# Huffman Coding

## Introduction

Huffman coding is a simple method of data compression. In data compression we want to represent some information in the smallest memory space possible. There are two main types of compression:

• Lossy: some data is lost in the process (.jpg, .mp3, etc.)
• Lossless: no data is lost in the process (.png, .flac, .zip etc.)

Huffman coding uses lossless compression.

We will use the following terms when discussing encoding:

• Symbol

A symbol is a representation of a single piece of information.

• Code

A code is the set of possible symbols.

• Sentence

A sentence is a sequence of symbols representing some message.

For example, if we have the code:


{3, 7, 14, 18, 29, 35, 42, 56}

Then the following are sentences:

7, 42, 3, 35, 56, 3
42, 7
3, 3, 3, 35


## Prefix Codes

A prefix code is a set of words with the prefix property. This states that for each word in the code, no valid word is the prefix for another.


{4, 5, 34, 37, 95}

Is a prefix code because none of the words are the prefix of another. However:

{4, 5, 54, 37, 95}


Is not a prefix code because "5" is the prefix of another word "54".

The benefit of a prefix code, is that, given the code, we can identify the individual words without breaks:


Code: {4, 5, 34, 37, 95}
Sentence: 45349553745


What are the symbols in this sentence?

For compressing data, this means we don't have to include separators in the output.

## General Idea

The idea behind Huffman coding is that certain pieces of information in the input are more likely to appear than others. We will give these common symbols shorter codes to conserve space.

For simplicity, we will consider lower-case letters as our words. In English, for example, some letters are much more likely to appear.

This is true for most types of data, allowing for compact representations.

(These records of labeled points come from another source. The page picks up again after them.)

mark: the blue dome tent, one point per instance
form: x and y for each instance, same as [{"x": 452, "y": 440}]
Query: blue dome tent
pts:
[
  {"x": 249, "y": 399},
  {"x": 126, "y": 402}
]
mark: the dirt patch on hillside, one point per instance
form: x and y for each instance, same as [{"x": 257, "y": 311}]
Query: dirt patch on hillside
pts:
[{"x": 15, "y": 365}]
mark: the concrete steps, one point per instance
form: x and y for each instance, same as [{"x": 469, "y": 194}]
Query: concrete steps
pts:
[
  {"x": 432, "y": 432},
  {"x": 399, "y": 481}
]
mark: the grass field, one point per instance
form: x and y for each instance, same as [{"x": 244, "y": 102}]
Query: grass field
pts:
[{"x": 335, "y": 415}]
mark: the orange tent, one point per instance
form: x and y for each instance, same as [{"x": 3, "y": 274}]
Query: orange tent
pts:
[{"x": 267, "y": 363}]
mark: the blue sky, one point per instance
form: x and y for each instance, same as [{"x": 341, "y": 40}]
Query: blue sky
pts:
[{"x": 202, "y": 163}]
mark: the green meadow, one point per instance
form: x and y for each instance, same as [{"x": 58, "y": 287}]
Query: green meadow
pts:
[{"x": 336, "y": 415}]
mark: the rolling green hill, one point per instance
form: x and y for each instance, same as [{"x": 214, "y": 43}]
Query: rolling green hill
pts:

## Binary Tree Representation

A Huffman code works by creating a tree to store the possible symbols. The code used for each symbol is the path from the root to that symbol. For the text:


this is a test

We have the symbols:

{t, h, i, s, a, e}

Then we find the frequency of each:

{t:3, h:1, i:2, s:3, a:1, e:1}


Now we will and create nodes for each symbol:

## Building The Tree

Next, we will construct the tree by repeatedly joining the nodes with the smallest weights until it is a full tree. When there is a tie, it doesn't matter which weights we pick.

The weight of the new node is that of the sum of the children.

By continuing on:

To implement this, we need to keep track of the nodes that we can link and choose the smallest weight each time. This is best done with a priority queue (heap)!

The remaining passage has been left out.